In this era of burgeoning spirituality, dozens of books appear every month giving at least a nod in the direction of personal growth and change along a spiritual path. What sets “Living Deeply” apart is its decision to integrate science and spirit with a topic that is not easily described, much less quantifiable. However, in the 30-year tradition of the Noetics Institute, the goal was to broaden the arbitrary limits of what is measurable by traditional tools, in order to study what is truly meaningful to human beings.

Data collection was primarily through interviews of established spiritual teachers and self-reports by average men and women intent on personal growth – or “falling” into an unexpected awakening. It’s strength lies in the personal accounts of circumstances which surrounded these transformational events and experiences, what it felt like, and how their perspectives of the world and their lives were forever changed. These data are analyzed and integrated in an effort to distill and articulate the common elements of the experience of transformation.

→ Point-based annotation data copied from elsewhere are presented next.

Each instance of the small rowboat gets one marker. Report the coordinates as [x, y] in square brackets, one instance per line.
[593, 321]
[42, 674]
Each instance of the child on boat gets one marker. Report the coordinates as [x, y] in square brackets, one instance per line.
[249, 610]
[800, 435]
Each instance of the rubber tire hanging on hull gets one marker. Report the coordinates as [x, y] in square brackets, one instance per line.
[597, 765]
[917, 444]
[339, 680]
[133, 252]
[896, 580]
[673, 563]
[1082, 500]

Noetics Board member Richard Gunther’s story (the Preface) is not unusual among the book’s participants. Standing on a balcony at Esalen Institute many years ago, looking over the dramatic Big Sur coastline, he suddenly was flooded with an overwhelming awareness that he was not a separate entity. Rather, he blissfully became connected to everything and everyone. He suddenly “knew” at an inarticulate level that all is One and that this Oneness is a different reality – the only reality. “I am not a religious person,” he says, and has no rational explanation for this jolt into an altered state. The experience has stayed with him for decades as a new appreciation for the joy of life and the importance of service to others.

The authors emphasize the idea of a “practice.” Spiritual growth is a process and requires disciplined motivation to stay on the path toward greater awareness and eventual awakening. The final chapters go from “I” to “We” and emphasize the goal of experiential connection to all others and to the highest Source of life, however defined. In that place, countless sages have noted that this unique awareness cannot be spoken – only experienced.